Emerging applications for LRPPRC Antibody, Biotin conjugated include:

• Single-Cell Analysis:

  • Combining with mass cytometry (CyTOF) for single-cell profiling

  • Integration with spatial transcriptomics to correlate LRPPRC protein levels with transcript distributions

• Super-Resolution Microscopy:

  • Visualizing LRPPRC distribution within mitochondrial subcompartments

  • Studying co-localization with mitochondrial RNA granules at nanoscale resolution

• In vivo Imaging:

  • Development of LRPPRC imaging probes based on antibody fragments

  • Monitoring mitochondrial stress responses in living systems

• Liquid Biopsy Development:

  • Exploring LRPPRC as a potential biomarker in circulating extracellular vesicles

  • Correlation with mitochondrial disease progression

• Therapeutic Target Validation:

  • Using LRPPRC antibodies to validate drug target engagement

  • Monitoring changes in LRPPRC-dependent pathways during experimental therapeutics

These emerging applications represent the frontier of LRPPRC research, where biotin-conjugated antibodies offer particular advantages due to their detection sensitivity and versatility.

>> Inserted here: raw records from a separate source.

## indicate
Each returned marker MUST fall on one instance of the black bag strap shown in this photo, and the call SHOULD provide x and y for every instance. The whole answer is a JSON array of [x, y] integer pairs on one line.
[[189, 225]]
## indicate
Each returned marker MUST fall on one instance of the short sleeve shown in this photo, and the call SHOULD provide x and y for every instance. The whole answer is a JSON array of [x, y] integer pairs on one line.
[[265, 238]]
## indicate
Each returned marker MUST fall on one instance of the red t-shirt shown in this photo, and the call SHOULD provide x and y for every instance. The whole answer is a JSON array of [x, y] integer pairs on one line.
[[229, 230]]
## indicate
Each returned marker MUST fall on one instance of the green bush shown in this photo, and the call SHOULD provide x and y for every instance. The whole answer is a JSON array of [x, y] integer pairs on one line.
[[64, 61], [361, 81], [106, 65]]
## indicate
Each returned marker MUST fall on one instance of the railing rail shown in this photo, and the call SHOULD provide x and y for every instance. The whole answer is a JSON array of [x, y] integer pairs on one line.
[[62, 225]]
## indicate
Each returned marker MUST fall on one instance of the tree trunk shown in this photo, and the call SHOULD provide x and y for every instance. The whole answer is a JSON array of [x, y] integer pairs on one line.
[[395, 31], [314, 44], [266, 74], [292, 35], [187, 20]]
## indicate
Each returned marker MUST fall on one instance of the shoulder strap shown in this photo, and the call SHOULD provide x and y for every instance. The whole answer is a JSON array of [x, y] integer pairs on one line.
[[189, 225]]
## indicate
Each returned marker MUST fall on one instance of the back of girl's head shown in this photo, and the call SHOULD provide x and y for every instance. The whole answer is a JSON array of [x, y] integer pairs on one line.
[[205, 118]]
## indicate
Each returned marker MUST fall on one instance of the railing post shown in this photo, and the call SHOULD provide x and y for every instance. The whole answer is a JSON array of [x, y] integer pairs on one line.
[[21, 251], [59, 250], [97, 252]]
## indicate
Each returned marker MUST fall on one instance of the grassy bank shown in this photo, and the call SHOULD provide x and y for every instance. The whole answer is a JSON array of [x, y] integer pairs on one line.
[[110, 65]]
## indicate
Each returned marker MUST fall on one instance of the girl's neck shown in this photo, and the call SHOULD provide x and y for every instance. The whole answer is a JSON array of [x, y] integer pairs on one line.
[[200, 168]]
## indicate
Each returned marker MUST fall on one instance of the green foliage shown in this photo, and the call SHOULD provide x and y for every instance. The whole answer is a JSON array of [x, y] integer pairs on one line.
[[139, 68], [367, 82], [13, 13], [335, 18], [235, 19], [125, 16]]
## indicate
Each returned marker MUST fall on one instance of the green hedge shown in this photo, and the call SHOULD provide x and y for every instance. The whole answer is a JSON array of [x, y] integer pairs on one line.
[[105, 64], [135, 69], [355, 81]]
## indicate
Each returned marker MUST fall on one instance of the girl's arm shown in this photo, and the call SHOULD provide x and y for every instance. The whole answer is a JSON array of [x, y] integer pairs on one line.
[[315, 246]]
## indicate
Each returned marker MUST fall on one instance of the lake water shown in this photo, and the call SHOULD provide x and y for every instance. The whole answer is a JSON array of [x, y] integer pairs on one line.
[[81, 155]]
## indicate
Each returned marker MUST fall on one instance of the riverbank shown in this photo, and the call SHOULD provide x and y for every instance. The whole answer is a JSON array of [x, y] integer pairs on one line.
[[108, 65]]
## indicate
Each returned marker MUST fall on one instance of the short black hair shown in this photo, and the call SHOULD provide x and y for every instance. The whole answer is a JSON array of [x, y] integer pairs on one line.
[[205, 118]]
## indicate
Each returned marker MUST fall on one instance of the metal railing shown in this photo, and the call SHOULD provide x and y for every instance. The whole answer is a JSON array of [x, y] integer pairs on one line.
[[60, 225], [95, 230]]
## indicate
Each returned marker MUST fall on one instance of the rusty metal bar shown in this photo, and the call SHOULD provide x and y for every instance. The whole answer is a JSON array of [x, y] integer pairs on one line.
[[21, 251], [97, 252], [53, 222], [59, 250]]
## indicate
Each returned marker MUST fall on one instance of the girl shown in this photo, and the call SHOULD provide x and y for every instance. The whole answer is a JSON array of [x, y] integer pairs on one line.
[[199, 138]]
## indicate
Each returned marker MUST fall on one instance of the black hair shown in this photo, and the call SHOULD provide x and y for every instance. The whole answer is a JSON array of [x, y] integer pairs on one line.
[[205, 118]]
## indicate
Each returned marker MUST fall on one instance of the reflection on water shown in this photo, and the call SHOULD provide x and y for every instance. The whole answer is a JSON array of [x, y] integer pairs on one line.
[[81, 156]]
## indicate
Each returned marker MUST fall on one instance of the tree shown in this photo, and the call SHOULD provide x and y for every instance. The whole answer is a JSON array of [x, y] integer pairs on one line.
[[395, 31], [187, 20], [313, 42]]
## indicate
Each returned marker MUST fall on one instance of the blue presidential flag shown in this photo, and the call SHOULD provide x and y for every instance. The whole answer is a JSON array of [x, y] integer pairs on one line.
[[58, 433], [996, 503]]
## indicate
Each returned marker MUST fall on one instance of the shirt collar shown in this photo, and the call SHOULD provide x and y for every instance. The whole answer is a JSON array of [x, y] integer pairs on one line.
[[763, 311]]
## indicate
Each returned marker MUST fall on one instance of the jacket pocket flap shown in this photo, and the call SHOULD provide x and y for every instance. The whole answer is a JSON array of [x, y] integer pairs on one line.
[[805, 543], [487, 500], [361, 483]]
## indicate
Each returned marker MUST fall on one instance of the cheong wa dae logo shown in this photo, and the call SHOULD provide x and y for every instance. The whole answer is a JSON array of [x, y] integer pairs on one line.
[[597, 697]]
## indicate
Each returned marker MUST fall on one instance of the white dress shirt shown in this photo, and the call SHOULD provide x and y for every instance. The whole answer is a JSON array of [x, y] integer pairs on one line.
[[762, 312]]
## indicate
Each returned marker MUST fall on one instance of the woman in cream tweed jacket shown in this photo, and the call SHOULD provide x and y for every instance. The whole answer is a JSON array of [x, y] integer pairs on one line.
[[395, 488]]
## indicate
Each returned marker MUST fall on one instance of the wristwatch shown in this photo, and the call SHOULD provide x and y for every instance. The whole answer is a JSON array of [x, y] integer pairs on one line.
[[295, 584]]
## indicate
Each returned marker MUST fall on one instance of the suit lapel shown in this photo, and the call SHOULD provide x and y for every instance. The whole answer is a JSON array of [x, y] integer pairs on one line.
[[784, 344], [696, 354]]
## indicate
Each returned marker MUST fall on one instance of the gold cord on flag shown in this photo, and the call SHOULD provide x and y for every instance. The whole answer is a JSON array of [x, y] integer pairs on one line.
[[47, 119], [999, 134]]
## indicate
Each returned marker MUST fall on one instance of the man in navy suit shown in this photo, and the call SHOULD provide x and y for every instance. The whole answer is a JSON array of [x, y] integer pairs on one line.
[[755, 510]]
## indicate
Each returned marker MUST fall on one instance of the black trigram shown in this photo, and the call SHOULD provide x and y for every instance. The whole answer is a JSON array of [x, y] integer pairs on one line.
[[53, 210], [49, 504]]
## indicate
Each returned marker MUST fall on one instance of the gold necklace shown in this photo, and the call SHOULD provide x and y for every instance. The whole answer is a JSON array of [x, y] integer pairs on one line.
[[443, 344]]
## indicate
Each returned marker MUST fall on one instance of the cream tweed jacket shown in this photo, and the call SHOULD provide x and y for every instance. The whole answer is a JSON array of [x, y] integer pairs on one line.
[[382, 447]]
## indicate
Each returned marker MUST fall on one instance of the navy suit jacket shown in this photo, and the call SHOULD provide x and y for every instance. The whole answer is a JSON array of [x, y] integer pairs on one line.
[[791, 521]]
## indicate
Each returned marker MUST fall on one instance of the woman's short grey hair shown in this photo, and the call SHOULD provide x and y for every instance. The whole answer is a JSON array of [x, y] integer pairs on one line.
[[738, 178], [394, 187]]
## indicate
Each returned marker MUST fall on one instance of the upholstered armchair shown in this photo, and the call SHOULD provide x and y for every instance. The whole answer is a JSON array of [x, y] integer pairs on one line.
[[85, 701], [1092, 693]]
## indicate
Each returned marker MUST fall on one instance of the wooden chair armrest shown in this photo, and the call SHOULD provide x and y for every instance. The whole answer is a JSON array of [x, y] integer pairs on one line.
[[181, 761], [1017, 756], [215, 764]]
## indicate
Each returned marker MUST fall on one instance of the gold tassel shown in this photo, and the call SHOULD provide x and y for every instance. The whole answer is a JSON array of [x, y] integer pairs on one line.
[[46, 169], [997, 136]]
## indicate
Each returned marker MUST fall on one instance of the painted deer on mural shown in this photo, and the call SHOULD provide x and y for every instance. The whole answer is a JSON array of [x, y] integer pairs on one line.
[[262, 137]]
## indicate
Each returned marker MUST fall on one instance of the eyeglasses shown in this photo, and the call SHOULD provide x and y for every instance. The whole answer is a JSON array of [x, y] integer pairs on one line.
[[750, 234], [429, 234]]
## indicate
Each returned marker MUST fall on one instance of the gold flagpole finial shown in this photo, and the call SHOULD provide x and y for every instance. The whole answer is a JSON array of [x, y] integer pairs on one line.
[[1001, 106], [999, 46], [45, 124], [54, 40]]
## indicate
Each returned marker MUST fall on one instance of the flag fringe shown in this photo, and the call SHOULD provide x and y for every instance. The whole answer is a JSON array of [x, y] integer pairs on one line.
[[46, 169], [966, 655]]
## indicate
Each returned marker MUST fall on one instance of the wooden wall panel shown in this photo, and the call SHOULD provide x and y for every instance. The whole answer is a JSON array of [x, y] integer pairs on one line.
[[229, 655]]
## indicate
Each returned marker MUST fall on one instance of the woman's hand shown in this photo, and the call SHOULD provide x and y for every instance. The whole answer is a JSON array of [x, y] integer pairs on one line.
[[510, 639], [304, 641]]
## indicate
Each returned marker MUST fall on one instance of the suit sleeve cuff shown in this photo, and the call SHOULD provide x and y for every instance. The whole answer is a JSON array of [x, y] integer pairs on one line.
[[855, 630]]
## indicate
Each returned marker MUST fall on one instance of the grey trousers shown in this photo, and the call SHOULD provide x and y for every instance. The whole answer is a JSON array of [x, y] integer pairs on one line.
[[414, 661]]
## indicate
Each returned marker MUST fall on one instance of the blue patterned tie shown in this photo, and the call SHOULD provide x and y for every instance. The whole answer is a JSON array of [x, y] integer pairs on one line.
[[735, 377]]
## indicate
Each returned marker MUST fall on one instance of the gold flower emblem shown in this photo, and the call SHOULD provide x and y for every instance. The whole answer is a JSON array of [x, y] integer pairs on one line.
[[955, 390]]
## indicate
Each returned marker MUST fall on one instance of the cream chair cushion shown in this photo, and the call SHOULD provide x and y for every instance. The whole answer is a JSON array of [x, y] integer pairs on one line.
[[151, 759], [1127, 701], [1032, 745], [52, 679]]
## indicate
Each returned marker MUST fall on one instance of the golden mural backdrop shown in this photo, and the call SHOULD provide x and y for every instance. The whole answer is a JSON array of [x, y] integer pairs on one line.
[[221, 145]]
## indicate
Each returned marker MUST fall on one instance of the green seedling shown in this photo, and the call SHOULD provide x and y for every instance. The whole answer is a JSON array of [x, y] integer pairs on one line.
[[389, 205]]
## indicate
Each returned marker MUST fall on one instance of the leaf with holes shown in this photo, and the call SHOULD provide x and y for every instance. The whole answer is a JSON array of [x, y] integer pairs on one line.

What resources are available to researchers working with LRPPRC Antibody, Biotin conjugated?

Researchers working with LRPPRC Antibody, Biotin conjugated can access:

• Commercial Resources:

  • Multiple vendors offering LRPPRC antibodies with various conjugates

  • Recombinant LRPPRC proteins for positive controls

  • Validation data available from manufacturers

• Research Tools:

  • Cell lines with verified LRPPRC expression profiles

  • LRPPRC knockout/knockdown models

  • Sequence information and epitope mapping data

• Literature Resources:

  • Published protocols for LRPPRC detection in various applications

  • Comparative studies of different antibody clones

  • Disease-specific studies utilizing LRPPRC antibodies

• Bioinformatic Tools:

  • Protein interaction databases with LRPPRC networks

  • Mitochondrial proteome databases

  • Expression atlases across tissues and conditions

• Research Community:

  • Mitochondrial research consortia

  • Leigh Syndrome research networks

  • Method-sharing platforms and protocol repositories

Leveraging these resources can accelerate research progress and enhance experimental reproducibility in LRPPRC studies.